15.Bölüm

18K 757 141
                                    

Bence sarışın bana yürüyor seyfi.Çok çabuk aşık olmuş olmuyor böyle.

Dünyada insan mı kalmadı ya.

Niye öyle diyorsun.Beni ne doktorlar ne hakimler istedi de ben gitmedim. 17lik velede mi gidicem.

Sende 17lik bir veletsin.

Kes ya.

Uraz tek kaşını kaldırarak arkasına yaslandı."Ee Yankı bu okula gelmenin bir sebebi var mı?" kıskanç kekler çook be seyfi.

Yankı'da rahatça sırıtıp gözlerini Uraz'a dikti. "Okuldan atıldım." Kısa ve netti.

"Tek başına mı geldin yoksa başka biri var mı?"

"Arkadaşım da buraya geçiş yaptı ama bir kaç sebepten dolayı başka bir şehirde.Yakında gelicek."

Onlar hırsız polis sorgusu yaparken sınıfa göz gezdiririm.Çoğu kişi çıkmıştı.Biraz daha bekledim ama sorgu devam ediyordu.

Oflayıp öne doğru eğildim ve elimle Uraz'ın ağzını kapattım.

Herkesin gözü bana dönerken Uraz ne diyeceğimi bildiği için göz devirdi.

Şirince sırıttım."Sorgunuzu bölmek gibi olmasın ama benim çilekli süt içmem gerekiyor"

🍭

Kaşlarımı çatıp Ulaş'a baktım. "Niye onu çağırdın?" Ulaş masumca bana bakıp ellerini yukarı kaldırdı. "Özür dilerim."

Okuldan sonra hep birlikte Umutgile gelmiştik.Umut Can'ı ve sarışını da çağırmıştı.Kavgalı dövüşlü ve bol küfürlü bir oyun oynadıktan sonra biraz oturmuş ve dağılmaya karar vermiştik.
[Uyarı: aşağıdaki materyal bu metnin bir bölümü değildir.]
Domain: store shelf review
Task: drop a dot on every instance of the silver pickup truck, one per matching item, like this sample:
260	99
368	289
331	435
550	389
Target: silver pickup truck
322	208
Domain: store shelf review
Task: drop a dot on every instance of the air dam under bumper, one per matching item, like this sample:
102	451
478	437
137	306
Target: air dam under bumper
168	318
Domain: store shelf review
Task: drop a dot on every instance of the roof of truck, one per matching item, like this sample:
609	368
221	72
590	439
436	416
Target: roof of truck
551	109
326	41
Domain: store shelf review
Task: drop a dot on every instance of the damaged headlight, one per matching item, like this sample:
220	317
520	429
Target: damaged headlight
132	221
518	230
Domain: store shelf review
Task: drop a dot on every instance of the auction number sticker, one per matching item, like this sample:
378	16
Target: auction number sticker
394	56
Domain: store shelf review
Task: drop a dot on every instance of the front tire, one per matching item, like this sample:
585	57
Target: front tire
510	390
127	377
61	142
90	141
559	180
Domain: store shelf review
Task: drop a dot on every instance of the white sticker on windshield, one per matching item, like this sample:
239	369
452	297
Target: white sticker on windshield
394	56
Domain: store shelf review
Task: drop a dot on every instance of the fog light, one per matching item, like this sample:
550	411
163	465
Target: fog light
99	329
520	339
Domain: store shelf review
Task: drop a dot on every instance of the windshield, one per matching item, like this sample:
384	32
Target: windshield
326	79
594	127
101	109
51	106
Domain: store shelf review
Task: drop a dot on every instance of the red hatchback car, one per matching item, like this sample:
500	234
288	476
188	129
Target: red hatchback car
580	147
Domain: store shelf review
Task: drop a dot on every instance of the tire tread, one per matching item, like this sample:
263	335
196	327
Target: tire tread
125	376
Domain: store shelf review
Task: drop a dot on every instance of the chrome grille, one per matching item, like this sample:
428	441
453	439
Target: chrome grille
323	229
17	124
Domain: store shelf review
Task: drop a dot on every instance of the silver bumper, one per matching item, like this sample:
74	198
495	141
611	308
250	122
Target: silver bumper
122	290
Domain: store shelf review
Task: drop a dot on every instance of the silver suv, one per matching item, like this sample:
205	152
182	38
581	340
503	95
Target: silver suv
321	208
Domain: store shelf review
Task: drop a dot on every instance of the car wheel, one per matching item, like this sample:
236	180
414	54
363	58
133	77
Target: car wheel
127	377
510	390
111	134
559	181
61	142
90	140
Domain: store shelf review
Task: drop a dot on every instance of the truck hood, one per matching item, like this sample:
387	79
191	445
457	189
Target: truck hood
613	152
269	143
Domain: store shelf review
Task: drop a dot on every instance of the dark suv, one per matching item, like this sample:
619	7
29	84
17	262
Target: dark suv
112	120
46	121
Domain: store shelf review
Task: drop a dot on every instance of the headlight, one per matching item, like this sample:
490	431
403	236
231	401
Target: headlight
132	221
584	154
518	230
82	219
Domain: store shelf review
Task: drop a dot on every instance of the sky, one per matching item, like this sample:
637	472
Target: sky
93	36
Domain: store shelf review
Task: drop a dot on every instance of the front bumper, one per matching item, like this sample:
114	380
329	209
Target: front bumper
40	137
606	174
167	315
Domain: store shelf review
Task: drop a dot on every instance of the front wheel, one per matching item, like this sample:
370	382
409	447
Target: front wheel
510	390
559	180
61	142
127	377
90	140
Sarışınla pek konuşma fırsatım olmamıştı ama her göz göze gelişimizde gülümsüyordu.Sakat galiba.

Herkesten sonra biz çıkmış bizi almaya gelecek kişiyi beklemiştik ama o kişinin Polat olacağını düşünmemiştim.

Rahatsızca nefes alıp bahçeden çıktım.Polat'ın yüzüne bakmadan arkaya binecektim ki Can ve Ulaş önce davranarak arkaya bindiler.

Gözlerimi devirip öne ilerledim koltuğa oturup kapıyı sertçe kapattım. "İnşallah kırılır."

Polat ön koltuğa oturup kapıyı kapatırken burukça gülümsedi."Senin elinden olucaksa o da kırılsın."

Gözlerimi devirip ellerimi göğsümde birleştirdim.
Sessiz yolda ilerlerken kimse konuşmuyordu.

"Niye sen geldin?"

"Kardeşlerimi ve kuzenimi almak için?"

"Kardeşini ve kuzenini alabilirsin ama beni almanı gerektiren bir durum yoktu."

Bir anlık gözlerindeki anlayamadığım ifadeyle bana bakıp önüne döndü. "Benim senin abin olduğum gibi sen de benim kardeşimsin Asya."

"Sen benim abim olma şansını kaybedeli biraz oluyor Polat."

"Son olanlar olmasa, ben öyle bir şerefsizlik yapmasam beni de kabul eder miydin?"

"Şuan gülerek sana günümü anlatıyor olurdum ama ne yazık ki sen öyle bir şerefsizlik yaptın ve durumumuz bu."

Zaten sen o gün bana onları söylemeden 1 dakika önce kalbimin en güzel yerindeydin ve ben sizi çoktan kabul etmiştim diyemedim.

Son söylediklerimden sonra o da susup yola odaklanmıştı.Böyle bir durumda olmayı kendisi seçmişti.

Can'ı bırakmış amcamgile selam verip geri arabaya geçmiştik.

Sessiz geçen yolun sonunda eve gelmiştik.Hızlıca zili çalıp beklemeye başladım.Ben kapıda beklerken Ulaşgil de gelmişti.